London - Rugby is in danger of muscling out the flair and skills that have made it such a great game, according to Argentina's leading points scorer and former captain Hugo Porta.
"I think those that forget the past don't have a future," the 60-year-old said next to a boxing ring at a charity event in a dilapidated former school in south London.
"We can't stop the evolution of the game, but we should at least try to preserve the essence of rugby.
"Nowadays it's a war of muscles. What is this?," he said ruefully, an imaginary ball tucked under his arm as he imitated the barging tactics of the modern game.
"I saw more blood and injured players during the World Cup than ever before."
New Zealand won the seventh edition of rugby's biggest tournament last month, defeating France 8-7 in a dramatic and tense final to clinch the Webb Ellis Cup for the second time.
Porta played only in the inaugural World Cup in 1987 and was at his peak during a very different era for the game.
He led his nation to a famous victory over Australia in 1979 and a 21-21 draw against New Zealand in 1985 in which he kicked all his team's points.
In more recent times Argentina have also displayed enough skill to compete with the game's best nations, finishing third at the 2007 World Cup and regularly being ranked in the top eight.
On Tuesday officials unveiled the calendar for next year's inaugural Rugby Championship - successor to the Tri-Nations tournament between South Africa, New Zealand and Australia - with the Pumas set to make their long-awaited debut in a major annual competition.
"I think people are tired of seeing the same three teams. Argentina will bring some fresh air to the competition," said Porta.
"Let's wait and see what consequences the competition has for Argentina," he grinned, all too aware of the challenges that will face his countrymen when they take on traditionally the sport's three strongest nations.
Porta's passion for the game is such that he laments the hulking physical stature of the modern player.
"Rugby's turning into a sport where the physical aspect prevails over talent," he said.
"These days there's no room for talent.
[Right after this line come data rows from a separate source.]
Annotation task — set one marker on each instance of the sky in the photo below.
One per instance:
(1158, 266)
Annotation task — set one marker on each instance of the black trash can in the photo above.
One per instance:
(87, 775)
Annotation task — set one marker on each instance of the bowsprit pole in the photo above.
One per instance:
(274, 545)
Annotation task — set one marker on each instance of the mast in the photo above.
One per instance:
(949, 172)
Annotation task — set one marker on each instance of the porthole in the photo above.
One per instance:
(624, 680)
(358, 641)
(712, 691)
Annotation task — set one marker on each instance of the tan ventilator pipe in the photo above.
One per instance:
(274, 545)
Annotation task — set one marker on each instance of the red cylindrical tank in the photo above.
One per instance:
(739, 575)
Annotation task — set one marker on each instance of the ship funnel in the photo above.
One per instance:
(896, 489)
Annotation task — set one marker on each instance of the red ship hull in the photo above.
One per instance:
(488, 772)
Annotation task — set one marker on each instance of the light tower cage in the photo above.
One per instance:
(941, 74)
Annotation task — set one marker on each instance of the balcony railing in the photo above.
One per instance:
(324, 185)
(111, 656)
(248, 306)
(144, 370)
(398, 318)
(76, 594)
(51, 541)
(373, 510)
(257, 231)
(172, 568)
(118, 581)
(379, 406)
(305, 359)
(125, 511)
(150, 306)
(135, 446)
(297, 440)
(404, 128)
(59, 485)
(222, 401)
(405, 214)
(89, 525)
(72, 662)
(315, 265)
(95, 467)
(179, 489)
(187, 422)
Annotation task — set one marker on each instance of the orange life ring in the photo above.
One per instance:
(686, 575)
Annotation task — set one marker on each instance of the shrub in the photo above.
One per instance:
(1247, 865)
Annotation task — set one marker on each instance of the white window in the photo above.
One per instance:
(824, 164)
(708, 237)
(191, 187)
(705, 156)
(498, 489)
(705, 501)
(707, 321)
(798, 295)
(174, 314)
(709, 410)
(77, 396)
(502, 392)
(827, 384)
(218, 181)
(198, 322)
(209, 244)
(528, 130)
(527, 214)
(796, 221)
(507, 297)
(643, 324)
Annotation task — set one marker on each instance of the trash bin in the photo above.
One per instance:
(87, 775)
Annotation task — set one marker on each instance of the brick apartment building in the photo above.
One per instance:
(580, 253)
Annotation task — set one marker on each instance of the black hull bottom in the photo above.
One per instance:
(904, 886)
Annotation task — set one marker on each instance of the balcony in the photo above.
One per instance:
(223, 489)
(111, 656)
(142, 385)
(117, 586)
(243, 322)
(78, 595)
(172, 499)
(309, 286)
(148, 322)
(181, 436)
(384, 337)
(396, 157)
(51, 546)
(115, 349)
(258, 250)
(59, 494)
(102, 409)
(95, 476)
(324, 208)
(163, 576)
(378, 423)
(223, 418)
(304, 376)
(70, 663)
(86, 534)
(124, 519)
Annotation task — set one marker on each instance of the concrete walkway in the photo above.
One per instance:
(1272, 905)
I lived another kind of rugby.
"In Argentina we have always had an affinity with the French, they produce players with flair like we have done.
"Nowadays, take (France centre) Aurelien Rougerie for example, put a black top on him then put him on the pitch and he would think he's an All Black."
Far from appearing frustrated at the direction the game is heading in, however, Porta believes now is the ideal time to address the rules as rugby seeks to move forward and increase the number of countries that play to a high level.
"A bit like in golf where they have people working on the rules and their preservation, it would be good if the IRB (International Rugby Board) considers a project where they use well-known players to help develop and preserve rugby," said Porta, a Laureus ambassador.
"It could be me, Sean Fitzpatrick from New Zealand, anyone. There are a lot of people who love rugby and would be ready to collaborate on this," he added.
"I'm not a specialist, so I think a discussion would be necessary. A debate between former players and connoisseurs of the game."